To make sense of the data you’ve got, especially if you didn’t generate it in the first place, you need an exploration process built in to your machine learning pipeline.
Profile your data – find out the good parts and the bad (dirty) parts, such as missing values, inconsistent labels, etc.
Compute summary statistics.
Visualize your data set by plotting the variables against one another to gain intuition about how the variables relate.
Use multiple kinds of visualizations to get a good feel for the “shape” of your data.
Data is messy (pretty much always).
Somewhere in your machine learning pipeline, you’ve got to have a cleaning step where you fill in missing values, correct misspellings, etc.
Do the work to clean your data so that the predictions generated by machine learning are optimal.
Data is in constant need of transformation, especially when it comes from multiple sources.

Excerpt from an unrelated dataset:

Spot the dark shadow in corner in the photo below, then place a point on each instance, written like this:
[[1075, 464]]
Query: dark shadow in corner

In order to get things consistent and clean, you often need to transform the values of your variables so that they’re in conformity with one another.

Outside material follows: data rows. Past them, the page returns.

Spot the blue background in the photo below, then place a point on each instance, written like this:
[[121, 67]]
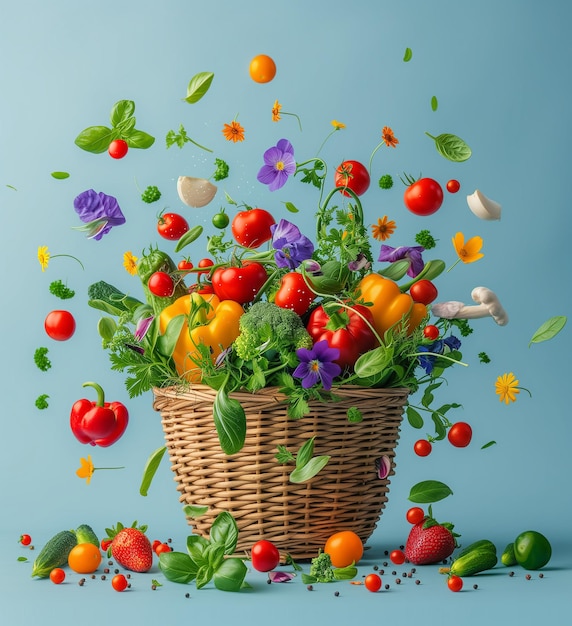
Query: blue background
[[500, 71]]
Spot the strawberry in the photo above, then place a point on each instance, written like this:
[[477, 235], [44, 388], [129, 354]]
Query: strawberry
[[130, 547], [429, 541]]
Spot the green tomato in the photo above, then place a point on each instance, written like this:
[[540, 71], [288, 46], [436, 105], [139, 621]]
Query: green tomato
[[532, 550]]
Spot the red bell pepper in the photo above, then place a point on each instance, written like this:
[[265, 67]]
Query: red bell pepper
[[98, 423], [344, 329]]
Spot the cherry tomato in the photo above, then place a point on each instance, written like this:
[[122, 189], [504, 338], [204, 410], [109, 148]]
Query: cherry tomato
[[294, 293], [84, 558], [422, 447], [119, 582], [241, 283], [344, 548], [118, 148], [353, 175], [220, 219], [60, 325], [265, 556], [453, 186], [397, 557], [423, 197], [455, 583], [251, 228], [57, 575], [415, 515], [372, 582], [423, 291], [172, 226], [431, 332], [262, 68], [161, 284], [460, 434]]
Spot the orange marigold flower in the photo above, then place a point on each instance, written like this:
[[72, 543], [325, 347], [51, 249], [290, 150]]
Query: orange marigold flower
[[383, 229], [388, 137], [233, 132]]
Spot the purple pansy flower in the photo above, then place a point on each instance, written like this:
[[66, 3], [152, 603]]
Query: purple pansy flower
[[411, 253], [99, 212], [317, 365], [291, 246], [279, 163]]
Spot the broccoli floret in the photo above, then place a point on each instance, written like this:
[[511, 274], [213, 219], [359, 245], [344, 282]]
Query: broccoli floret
[[321, 568], [266, 326]]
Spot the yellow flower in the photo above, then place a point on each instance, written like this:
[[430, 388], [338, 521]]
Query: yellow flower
[[383, 229], [233, 132], [86, 470], [276, 111], [43, 257], [388, 137], [469, 251], [130, 263]]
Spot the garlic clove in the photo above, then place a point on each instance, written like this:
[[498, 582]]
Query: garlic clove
[[484, 207], [195, 192]]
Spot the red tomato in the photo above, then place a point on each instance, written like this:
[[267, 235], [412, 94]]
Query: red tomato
[[172, 226], [251, 228], [460, 434], [423, 291], [422, 447], [354, 176], [241, 283], [294, 293], [118, 148], [161, 284], [423, 197], [265, 556], [60, 325], [431, 332]]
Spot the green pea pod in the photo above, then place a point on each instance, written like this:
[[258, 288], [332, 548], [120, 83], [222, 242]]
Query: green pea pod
[[191, 235]]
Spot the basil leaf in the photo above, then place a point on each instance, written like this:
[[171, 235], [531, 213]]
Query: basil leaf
[[177, 567], [451, 147], [549, 329], [95, 139], [230, 422], [151, 467], [429, 491], [122, 111], [198, 86], [309, 470], [224, 531], [230, 575]]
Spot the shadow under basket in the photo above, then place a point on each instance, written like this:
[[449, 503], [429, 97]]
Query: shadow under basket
[[347, 494]]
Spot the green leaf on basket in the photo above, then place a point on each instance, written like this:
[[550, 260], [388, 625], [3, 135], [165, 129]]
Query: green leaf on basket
[[428, 491]]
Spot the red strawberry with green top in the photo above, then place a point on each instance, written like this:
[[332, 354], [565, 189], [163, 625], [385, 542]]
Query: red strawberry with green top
[[130, 547], [430, 542]]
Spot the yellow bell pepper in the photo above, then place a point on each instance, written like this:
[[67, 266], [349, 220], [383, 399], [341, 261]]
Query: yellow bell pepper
[[389, 306], [209, 321]]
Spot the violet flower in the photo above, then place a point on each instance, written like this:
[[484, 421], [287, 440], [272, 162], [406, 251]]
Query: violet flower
[[411, 253], [317, 365], [292, 248], [279, 163], [99, 212]]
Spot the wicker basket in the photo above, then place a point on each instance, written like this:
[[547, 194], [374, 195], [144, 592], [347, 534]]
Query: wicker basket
[[298, 518]]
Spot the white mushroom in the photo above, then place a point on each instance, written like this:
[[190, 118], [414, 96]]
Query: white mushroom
[[487, 305]]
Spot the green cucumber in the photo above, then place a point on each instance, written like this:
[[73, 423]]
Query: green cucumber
[[54, 553]]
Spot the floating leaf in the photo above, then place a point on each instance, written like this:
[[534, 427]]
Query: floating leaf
[[549, 329], [198, 86], [451, 147], [428, 491]]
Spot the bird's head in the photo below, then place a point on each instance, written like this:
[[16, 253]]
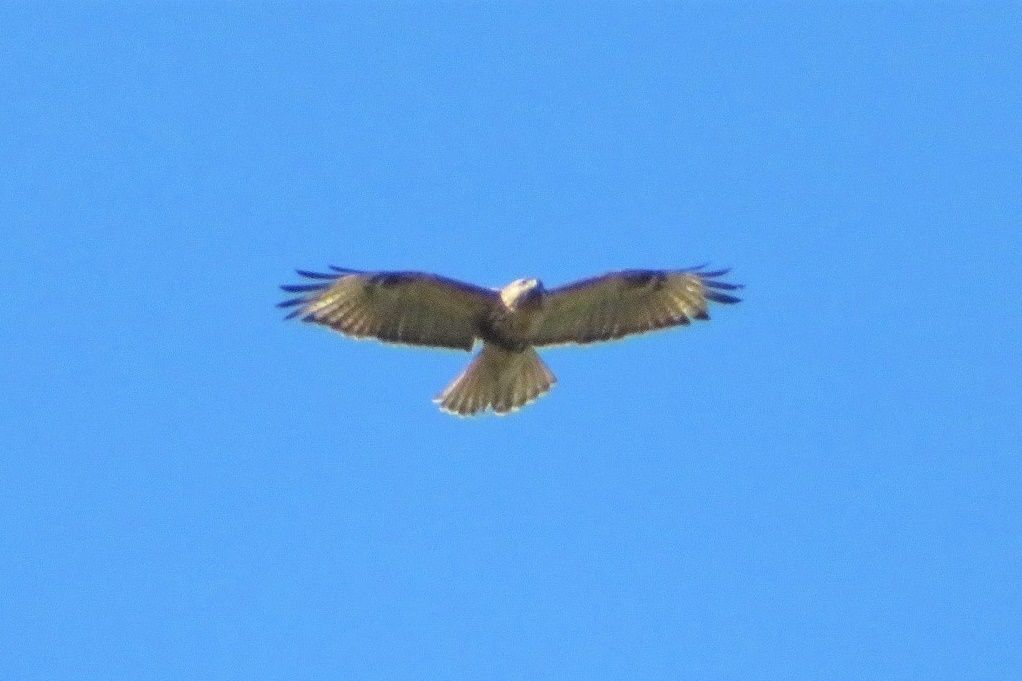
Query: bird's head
[[522, 291]]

For example, suppose that two data sets contain a column named “State”. In the first, the values look like this:
In the second, the values look like this:
- New York
For conformity and consistency’s sake, you need to pick a format (either the abbreviation, or the name) and transform the other into that standardized format.
Another example: Suppose that two data sets contain weight measurements. In the first, the units of measure are in pounds, and in the second, the units are in kilograms. Again, a transformation is needed: Pick the standard unit you want to measure things in across your data sets, and transform the one(s) that aren’t in conformity to that standard.

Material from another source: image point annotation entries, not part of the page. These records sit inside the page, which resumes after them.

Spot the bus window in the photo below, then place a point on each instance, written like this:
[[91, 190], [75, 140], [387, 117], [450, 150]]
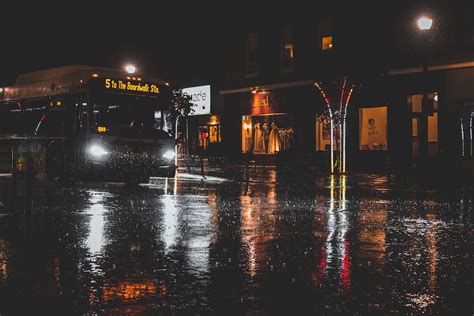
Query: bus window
[[128, 120]]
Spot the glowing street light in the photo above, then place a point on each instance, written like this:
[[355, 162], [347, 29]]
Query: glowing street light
[[424, 23], [131, 69]]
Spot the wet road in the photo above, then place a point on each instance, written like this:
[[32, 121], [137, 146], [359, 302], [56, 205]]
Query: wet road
[[335, 244]]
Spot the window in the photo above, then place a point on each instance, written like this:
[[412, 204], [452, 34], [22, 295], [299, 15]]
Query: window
[[266, 134], [287, 54], [373, 128], [326, 42], [424, 109], [323, 134], [252, 41], [325, 34]]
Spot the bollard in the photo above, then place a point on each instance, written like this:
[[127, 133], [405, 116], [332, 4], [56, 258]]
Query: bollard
[[29, 185], [202, 168]]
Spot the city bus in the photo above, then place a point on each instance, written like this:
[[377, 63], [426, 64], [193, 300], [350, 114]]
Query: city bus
[[87, 121]]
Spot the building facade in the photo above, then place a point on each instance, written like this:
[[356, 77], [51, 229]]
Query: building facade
[[412, 104]]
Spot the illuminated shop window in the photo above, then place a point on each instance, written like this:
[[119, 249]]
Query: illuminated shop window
[[373, 128], [416, 102], [287, 53], [421, 107], [211, 133], [326, 33], [326, 42], [266, 134]]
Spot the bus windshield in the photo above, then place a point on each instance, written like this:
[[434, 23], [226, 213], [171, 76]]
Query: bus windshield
[[137, 121]]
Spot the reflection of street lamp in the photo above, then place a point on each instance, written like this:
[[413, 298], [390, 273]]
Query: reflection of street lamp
[[131, 69]]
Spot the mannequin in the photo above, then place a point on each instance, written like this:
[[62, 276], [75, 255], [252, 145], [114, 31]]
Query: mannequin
[[274, 140], [259, 142], [266, 135]]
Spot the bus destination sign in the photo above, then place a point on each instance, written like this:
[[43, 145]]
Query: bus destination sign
[[116, 85]]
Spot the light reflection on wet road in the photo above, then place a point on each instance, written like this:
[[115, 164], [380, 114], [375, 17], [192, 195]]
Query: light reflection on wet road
[[319, 246]]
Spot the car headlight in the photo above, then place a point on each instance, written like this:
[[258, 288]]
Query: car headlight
[[97, 151], [169, 154]]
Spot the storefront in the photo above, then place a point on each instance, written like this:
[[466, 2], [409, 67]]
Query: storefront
[[393, 123]]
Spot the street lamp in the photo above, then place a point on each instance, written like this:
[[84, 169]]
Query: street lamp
[[131, 69], [424, 23]]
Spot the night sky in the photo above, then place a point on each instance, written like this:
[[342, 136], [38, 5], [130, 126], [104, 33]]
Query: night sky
[[178, 41]]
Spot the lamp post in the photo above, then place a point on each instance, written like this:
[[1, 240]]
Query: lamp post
[[424, 24]]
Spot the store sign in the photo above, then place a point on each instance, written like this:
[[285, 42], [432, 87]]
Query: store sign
[[138, 87], [201, 97]]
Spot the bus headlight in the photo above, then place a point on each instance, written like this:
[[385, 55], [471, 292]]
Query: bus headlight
[[97, 151], [169, 154]]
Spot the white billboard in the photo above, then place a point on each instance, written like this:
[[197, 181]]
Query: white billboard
[[201, 96]]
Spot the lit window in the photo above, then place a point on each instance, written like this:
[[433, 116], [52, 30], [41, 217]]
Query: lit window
[[323, 134], [326, 42], [252, 53], [286, 49], [416, 102], [326, 33], [373, 128]]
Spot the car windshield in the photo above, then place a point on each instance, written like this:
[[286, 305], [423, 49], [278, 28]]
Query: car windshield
[[137, 120]]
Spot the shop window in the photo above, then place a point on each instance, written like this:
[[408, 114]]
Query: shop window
[[373, 128], [323, 134], [286, 49], [266, 134], [326, 34], [252, 43], [424, 109], [326, 42], [416, 102], [208, 135]]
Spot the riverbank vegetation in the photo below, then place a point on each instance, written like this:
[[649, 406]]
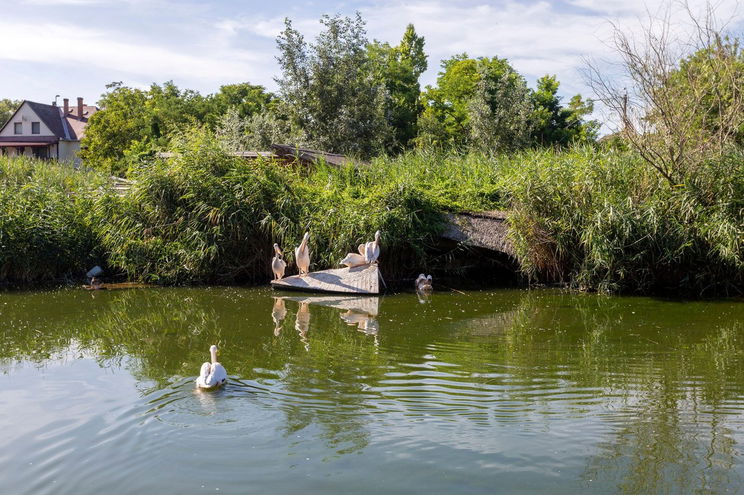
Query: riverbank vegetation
[[657, 207]]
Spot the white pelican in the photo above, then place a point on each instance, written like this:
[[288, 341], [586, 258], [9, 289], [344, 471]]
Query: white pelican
[[277, 263], [372, 249], [212, 375], [302, 255], [423, 283]]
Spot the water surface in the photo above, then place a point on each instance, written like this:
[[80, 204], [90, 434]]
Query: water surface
[[484, 392]]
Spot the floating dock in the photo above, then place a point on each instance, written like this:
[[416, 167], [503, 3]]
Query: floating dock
[[363, 279]]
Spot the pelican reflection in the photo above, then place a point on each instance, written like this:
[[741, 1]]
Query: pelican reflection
[[278, 313], [302, 323], [356, 311]]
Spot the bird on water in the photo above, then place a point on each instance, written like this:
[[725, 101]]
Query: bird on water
[[212, 375]]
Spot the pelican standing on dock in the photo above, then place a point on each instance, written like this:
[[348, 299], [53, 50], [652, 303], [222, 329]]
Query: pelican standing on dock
[[277, 263], [302, 256], [212, 375], [372, 249]]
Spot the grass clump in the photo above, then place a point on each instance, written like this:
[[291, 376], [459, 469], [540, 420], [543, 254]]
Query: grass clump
[[47, 229], [605, 221]]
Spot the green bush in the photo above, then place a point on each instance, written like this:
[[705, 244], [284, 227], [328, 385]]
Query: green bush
[[606, 221], [47, 229]]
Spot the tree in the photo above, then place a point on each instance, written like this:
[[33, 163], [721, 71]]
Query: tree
[[682, 103], [133, 122], [248, 100], [399, 69], [328, 89], [480, 102], [7, 107], [122, 120], [500, 109], [554, 124]]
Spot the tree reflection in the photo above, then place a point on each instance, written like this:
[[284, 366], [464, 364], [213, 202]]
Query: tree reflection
[[659, 378]]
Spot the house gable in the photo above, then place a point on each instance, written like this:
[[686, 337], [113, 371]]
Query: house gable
[[28, 113]]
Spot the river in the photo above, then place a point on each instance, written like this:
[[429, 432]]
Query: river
[[501, 391]]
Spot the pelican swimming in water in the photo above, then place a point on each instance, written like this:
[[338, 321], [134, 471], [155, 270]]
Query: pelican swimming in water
[[277, 263], [302, 255], [423, 283], [212, 375], [372, 249], [354, 259]]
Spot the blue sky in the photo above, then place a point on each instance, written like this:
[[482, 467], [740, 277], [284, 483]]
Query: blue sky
[[75, 47]]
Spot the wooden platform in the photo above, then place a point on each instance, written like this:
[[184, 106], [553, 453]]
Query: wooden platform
[[123, 285], [358, 280]]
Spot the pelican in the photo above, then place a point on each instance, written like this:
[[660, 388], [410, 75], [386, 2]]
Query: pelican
[[423, 283], [372, 249], [354, 259], [302, 255], [212, 375], [277, 263]]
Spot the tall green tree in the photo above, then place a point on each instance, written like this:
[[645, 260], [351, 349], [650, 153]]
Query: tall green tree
[[247, 99], [553, 124], [480, 102], [7, 107], [399, 68], [122, 120], [329, 91], [134, 121]]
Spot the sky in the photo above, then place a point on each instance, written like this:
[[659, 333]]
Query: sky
[[75, 47]]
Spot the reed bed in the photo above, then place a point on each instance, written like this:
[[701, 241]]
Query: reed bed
[[588, 218]]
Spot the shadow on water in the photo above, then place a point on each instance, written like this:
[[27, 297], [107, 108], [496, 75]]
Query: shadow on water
[[660, 382]]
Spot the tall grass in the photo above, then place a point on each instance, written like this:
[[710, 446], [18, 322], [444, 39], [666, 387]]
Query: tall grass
[[606, 221], [591, 219], [47, 230]]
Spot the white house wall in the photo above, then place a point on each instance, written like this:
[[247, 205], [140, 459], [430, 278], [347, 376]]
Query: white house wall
[[25, 115]]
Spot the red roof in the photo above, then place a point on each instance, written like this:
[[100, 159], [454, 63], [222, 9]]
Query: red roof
[[6, 141]]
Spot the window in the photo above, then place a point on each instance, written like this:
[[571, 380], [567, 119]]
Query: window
[[41, 152]]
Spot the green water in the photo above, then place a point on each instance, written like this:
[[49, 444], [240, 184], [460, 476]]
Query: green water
[[485, 392]]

Akin to transformation, there are times when additional features (predictor variables, columns) can be created, or engineered.
At times, you’ll use the existing features in the data set to make a calculation – the calculation can be added to the overall data set as a new feature for the machine learning algorithm(s) you choose.
Other times, you may bring in a supplemental data set, blend it, explore it, clean it, transform it, and then use its variables as new engineered features.
Not all features are created equal.
Meaningless features should be dropped before moving on to the final stages of machine learning. “Meaningless” is relative, but in general, anything that doesn’t seem to help with informing or influencing the outcome to your predictive problem should be left out.
You can (and should) experiment with this, of course. But at some point, you’ve got to pick the features that matter.
To “machine learn”, one needs to select a machine learning algorithm that is reasonable for the predictive problem at hand.
Once a machine learning algorithm is chosen, the selected features of the cleaned, transformed data sets are used to train a model.
When this stage is done, you have a model (usually a mathematical equation or function that can take inputs, follow the patterns discovered as the algorithm trained on the data, and produce ann output in the end).
How well does the trained model perform? To know, you need to evaluate the outputs.
Your metric for evaluation varies depending on the predictive problem you’ve got on your hands. You may be interested in maximizing Classification
A machine learning model doesn’t do much good until it’s deployed, does it?
Get it out there, and let it start creating value by proiding actionable insight.
It starts and ends with your business…your organizational metrics that you or your company’s leadership are trying to improve.
Once the model is producing predictions and leaders are taking action on those predictions, you need to check back to that original business metric that you defined in stage zero, to see if the model is working or not.
If it is, great! If it’s not, shut it down!
In both cases, the final stage is:
Rinse and repeat.
Do it all again, either for the purpose of improving your existing model, or building an entirely new one.